The issue arose because Cross-Sound Ferry -- which takes tens of thousands of vehicles a year between Orient on the North Fork and New London, Conn. -- took a survey and found that 20 to 30 percent of the Orient-bound cars and trucks ended up going to the Hamptons.

The ferry was interested in creating a new service that would dock in Montauk, or perhaps Sag Harbor, eliminating the need for vehicles to take another ferry from Greenport to Shelter Island, and yet another from Shelter Island to North Haven.

But East Hampton officials feared a new ferry service would result in people driving through the town to go to Westhampton Beach and other places in Southampton Town. So they passed the law banning any new service, leaving the existing Montauk-to-Block Island ferry as the only one operating in the town.

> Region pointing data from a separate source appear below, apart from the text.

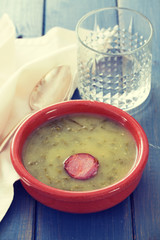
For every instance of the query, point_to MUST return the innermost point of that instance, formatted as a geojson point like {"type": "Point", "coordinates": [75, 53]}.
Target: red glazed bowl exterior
{"type": "Point", "coordinates": [87, 201]}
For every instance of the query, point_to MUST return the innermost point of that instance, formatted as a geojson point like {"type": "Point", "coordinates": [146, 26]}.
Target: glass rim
{"type": "Point", "coordinates": [84, 17]}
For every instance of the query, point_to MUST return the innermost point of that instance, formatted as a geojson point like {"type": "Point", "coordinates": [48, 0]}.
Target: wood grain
{"type": "Point", "coordinates": [146, 198]}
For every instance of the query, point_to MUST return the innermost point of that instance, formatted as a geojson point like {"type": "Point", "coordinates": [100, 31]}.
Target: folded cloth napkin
{"type": "Point", "coordinates": [23, 62]}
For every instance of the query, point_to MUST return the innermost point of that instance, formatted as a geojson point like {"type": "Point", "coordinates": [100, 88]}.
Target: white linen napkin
{"type": "Point", "coordinates": [22, 63]}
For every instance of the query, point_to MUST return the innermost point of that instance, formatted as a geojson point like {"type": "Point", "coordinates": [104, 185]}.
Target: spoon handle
{"type": "Point", "coordinates": [6, 139]}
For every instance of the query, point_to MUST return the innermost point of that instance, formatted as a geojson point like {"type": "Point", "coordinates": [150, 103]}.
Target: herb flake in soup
{"type": "Point", "coordinates": [47, 148]}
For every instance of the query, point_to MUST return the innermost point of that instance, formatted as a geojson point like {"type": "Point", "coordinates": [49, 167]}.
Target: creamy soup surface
{"type": "Point", "coordinates": [51, 144]}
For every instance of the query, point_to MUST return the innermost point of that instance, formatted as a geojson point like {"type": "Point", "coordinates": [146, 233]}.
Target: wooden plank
{"type": "Point", "coordinates": [19, 221]}
{"type": "Point", "coordinates": [151, 10]}
{"type": "Point", "coordinates": [146, 198]}
{"type": "Point", "coordinates": [112, 224]}
{"type": "Point", "coordinates": [26, 15]}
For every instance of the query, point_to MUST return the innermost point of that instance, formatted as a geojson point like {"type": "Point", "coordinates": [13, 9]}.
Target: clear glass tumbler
{"type": "Point", "coordinates": [114, 57]}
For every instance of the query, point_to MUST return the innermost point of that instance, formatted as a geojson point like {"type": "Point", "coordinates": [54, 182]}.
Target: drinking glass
{"type": "Point", "coordinates": [114, 57]}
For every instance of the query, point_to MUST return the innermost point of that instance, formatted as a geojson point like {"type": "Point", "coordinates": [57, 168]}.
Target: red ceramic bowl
{"type": "Point", "coordinates": [88, 201]}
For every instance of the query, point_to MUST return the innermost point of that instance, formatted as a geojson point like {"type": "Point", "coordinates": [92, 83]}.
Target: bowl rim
{"type": "Point", "coordinates": [125, 182]}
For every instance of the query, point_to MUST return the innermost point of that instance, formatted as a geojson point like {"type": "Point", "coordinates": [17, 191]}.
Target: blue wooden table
{"type": "Point", "coordinates": [136, 218]}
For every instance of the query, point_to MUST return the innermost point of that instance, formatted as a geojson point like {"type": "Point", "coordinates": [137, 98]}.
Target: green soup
{"type": "Point", "coordinates": [51, 144]}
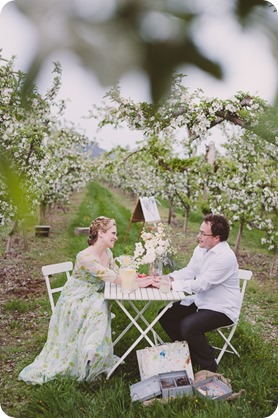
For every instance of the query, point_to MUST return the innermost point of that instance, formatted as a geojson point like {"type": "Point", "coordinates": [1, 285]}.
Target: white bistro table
{"type": "Point", "coordinates": [148, 295]}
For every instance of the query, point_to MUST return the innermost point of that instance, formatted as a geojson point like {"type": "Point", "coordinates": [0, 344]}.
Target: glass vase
{"type": "Point", "coordinates": [156, 268]}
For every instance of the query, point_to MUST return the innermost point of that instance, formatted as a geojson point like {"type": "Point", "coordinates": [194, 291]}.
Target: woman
{"type": "Point", "coordinates": [79, 342]}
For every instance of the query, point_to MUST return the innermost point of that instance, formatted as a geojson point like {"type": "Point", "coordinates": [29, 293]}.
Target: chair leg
{"type": "Point", "coordinates": [227, 343]}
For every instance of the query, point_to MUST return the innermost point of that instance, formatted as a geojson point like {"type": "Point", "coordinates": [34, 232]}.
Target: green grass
{"type": "Point", "coordinates": [255, 371]}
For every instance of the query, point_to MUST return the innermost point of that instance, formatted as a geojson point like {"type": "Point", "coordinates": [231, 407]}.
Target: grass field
{"type": "Point", "coordinates": [25, 311]}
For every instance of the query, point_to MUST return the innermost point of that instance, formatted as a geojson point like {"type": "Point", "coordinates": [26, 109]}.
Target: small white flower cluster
{"type": "Point", "coordinates": [155, 246]}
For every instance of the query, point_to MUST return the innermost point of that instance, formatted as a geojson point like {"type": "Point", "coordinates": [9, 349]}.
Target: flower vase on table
{"type": "Point", "coordinates": [156, 268]}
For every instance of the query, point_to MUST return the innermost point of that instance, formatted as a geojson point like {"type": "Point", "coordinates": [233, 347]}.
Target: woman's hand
{"type": "Point", "coordinates": [144, 281]}
{"type": "Point", "coordinates": [156, 281]}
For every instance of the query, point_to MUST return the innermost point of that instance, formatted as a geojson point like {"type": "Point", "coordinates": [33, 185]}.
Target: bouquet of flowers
{"type": "Point", "coordinates": [155, 246]}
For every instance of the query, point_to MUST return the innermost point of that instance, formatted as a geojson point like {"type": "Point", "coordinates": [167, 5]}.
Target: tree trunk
{"type": "Point", "coordinates": [11, 233]}
{"type": "Point", "coordinates": [170, 210]}
{"type": "Point", "coordinates": [186, 215]}
{"type": "Point", "coordinates": [42, 214]}
{"type": "Point", "coordinates": [239, 235]}
{"type": "Point", "coordinates": [25, 239]}
{"type": "Point", "coordinates": [273, 271]}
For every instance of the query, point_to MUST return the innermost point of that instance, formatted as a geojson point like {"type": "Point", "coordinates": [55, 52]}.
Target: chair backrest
{"type": "Point", "coordinates": [52, 269]}
{"type": "Point", "coordinates": [244, 277]}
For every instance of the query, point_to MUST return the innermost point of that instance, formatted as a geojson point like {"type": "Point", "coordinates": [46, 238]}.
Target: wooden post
{"type": "Point", "coordinates": [145, 211]}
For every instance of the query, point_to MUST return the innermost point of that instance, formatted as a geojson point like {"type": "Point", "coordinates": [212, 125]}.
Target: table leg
{"type": "Point", "coordinates": [143, 334]}
{"type": "Point", "coordinates": [131, 323]}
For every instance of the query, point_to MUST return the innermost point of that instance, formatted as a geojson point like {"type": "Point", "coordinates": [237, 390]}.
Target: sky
{"type": "Point", "coordinates": [246, 57]}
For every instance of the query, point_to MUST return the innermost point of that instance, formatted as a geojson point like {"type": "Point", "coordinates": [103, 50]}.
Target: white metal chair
{"type": "Point", "coordinates": [49, 271]}
{"type": "Point", "coordinates": [244, 276]}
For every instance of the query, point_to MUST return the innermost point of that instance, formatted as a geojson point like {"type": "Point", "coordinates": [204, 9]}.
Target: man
{"type": "Point", "coordinates": [212, 274]}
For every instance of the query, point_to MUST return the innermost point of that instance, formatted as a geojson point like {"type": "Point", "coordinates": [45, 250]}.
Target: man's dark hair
{"type": "Point", "coordinates": [219, 226]}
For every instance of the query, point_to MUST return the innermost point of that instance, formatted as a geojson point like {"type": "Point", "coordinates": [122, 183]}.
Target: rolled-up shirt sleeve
{"type": "Point", "coordinates": [193, 279]}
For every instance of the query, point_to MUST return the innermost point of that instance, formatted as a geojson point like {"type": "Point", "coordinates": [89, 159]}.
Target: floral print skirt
{"type": "Point", "coordinates": [79, 342]}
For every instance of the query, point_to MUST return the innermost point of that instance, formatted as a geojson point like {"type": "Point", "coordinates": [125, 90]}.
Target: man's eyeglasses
{"type": "Point", "coordinates": [205, 235]}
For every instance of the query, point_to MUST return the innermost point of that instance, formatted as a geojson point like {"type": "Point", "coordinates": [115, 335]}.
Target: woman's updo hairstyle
{"type": "Point", "coordinates": [99, 224]}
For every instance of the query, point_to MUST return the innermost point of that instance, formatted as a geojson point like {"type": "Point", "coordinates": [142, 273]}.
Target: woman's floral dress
{"type": "Point", "coordinates": [79, 342]}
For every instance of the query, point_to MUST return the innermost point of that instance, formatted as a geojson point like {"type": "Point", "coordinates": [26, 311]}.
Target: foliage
{"type": "Point", "coordinates": [126, 34]}
{"type": "Point", "coordinates": [68, 398]}
{"type": "Point", "coordinates": [240, 185]}
{"type": "Point", "coordinates": [42, 159]}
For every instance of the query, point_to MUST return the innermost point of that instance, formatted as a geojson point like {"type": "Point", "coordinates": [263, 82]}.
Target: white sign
{"type": "Point", "coordinates": [149, 208]}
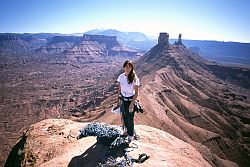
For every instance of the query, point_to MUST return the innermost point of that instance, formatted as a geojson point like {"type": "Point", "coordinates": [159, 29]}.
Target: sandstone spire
{"type": "Point", "coordinates": [163, 39]}
{"type": "Point", "coordinates": [179, 42]}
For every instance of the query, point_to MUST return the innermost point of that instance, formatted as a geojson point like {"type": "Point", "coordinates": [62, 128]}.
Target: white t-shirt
{"type": "Point", "coordinates": [127, 90]}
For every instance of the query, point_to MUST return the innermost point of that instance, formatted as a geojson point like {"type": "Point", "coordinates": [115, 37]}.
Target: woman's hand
{"type": "Point", "coordinates": [131, 107]}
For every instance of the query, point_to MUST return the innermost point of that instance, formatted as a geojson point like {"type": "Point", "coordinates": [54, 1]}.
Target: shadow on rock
{"type": "Point", "coordinates": [95, 155]}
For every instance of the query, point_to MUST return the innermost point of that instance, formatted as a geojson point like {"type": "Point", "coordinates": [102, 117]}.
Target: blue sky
{"type": "Point", "coordinates": [222, 20]}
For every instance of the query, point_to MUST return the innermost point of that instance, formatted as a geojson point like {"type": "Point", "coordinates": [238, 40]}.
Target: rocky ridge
{"type": "Point", "coordinates": [53, 142]}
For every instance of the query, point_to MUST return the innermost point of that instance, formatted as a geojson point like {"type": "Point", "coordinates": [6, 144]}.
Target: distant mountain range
{"type": "Point", "coordinates": [222, 52]}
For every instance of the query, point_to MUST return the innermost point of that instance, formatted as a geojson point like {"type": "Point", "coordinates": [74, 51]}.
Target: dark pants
{"type": "Point", "coordinates": [128, 117]}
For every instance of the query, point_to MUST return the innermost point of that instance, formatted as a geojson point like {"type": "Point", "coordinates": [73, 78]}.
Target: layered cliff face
{"type": "Point", "coordinates": [89, 47]}
{"type": "Point", "coordinates": [183, 95]}
{"type": "Point", "coordinates": [20, 43]}
{"type": "Point", "coordinates": [196, 104]}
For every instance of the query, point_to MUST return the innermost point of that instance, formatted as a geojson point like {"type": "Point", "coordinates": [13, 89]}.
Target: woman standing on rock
{"type": "Point", "coordinates": [127, 95]}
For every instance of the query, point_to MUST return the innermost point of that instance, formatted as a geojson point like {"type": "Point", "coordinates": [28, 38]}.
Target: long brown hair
{"type": "Point", "coordinates": [131, 75]}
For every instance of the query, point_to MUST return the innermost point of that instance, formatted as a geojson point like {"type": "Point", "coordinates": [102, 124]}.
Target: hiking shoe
{"type": "Point", "coordinates": [125, 134]}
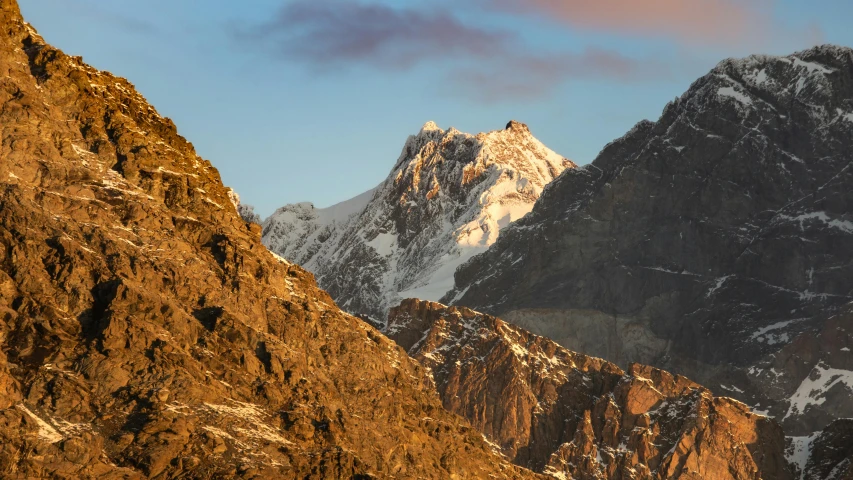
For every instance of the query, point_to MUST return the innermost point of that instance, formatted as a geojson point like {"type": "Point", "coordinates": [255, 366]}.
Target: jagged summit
{"type": "Point", "coordinates": [146, 333]}
{"type": "Point", "coordinates": [447, 198]}
{"type": "Point", "coordinates": [517, 126]}
{"type": "Point", "coordinates": [715, 241]}
{"type": "Point", "coordinates": [430, 126]}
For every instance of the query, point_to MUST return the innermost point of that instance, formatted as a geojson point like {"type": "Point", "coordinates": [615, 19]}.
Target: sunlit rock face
{"type": "Point", "coordinates": [714, 242]}
{"type": "Point", "coordinates": [145, 331]}
{"type": "Point", "coordinates": [574, 416]}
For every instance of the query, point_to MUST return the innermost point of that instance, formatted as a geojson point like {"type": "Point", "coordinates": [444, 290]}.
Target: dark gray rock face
{"type": "Point", "coordinates": [704, 243]}
{"type": "Point", "coordinates": [574, 416]}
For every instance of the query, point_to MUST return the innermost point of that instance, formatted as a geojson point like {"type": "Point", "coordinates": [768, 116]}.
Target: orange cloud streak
{"type": "Point", "coordinates": [695, 21]}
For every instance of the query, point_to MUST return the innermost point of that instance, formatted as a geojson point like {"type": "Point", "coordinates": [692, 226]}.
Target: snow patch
{"type": "Point", "coordinates": [813, 389]}
{"type": "Point", "coordinates": [730, 92]}
{"type": "Point", "coordinates": [45, 431]}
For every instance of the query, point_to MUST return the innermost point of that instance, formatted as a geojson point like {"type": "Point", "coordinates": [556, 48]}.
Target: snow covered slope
{"type": "Point", "coordinates": [446, 199]}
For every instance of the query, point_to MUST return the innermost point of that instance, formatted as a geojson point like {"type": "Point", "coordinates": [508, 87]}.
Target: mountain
{"type": "Point", "coordinates": [573, 416]}
{"type": "Point", "coordinates": [714, 243]}
{"type": "Point", "coordinates": [446, 199]}
{"type": "Point", "coordinates": [147, 333]}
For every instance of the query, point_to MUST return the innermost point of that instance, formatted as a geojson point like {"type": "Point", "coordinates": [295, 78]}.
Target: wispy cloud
{"type": "Point", "coordinates": [329, 34]}
{"type": "Point", "coordinates": [698, 22]}
{"type": "Point", "coordinates": [490, 63]}
{"type": "Point", "coordinates": [530, 77]}
{"type": "Point", "coordinates": [126, 22]}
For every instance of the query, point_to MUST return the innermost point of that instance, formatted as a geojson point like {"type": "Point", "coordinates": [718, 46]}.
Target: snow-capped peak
{"type": "Point", "coordinates": [447, 198]}
{"type": "Point", "coordinates": [430, 126]}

That caused local officials in Southold and Shelter Island to join with Cross-Island to sue to overturn the law, but those officials have long since been voted out of office. Meanwhile, the lawsuit has slowly worked its way through the federal court system. In 2010, the Second Circuit Court of Appeals declined to review the case, saying the impact on interstate commerce was outweighed by the town's inherent ability to control traffic within its borders.

East Hampton Town Attorney John Jilnicki said Tuesday he was happy with the decision. Officials of the Cross-Sound Ferry Company could not be reached for comment.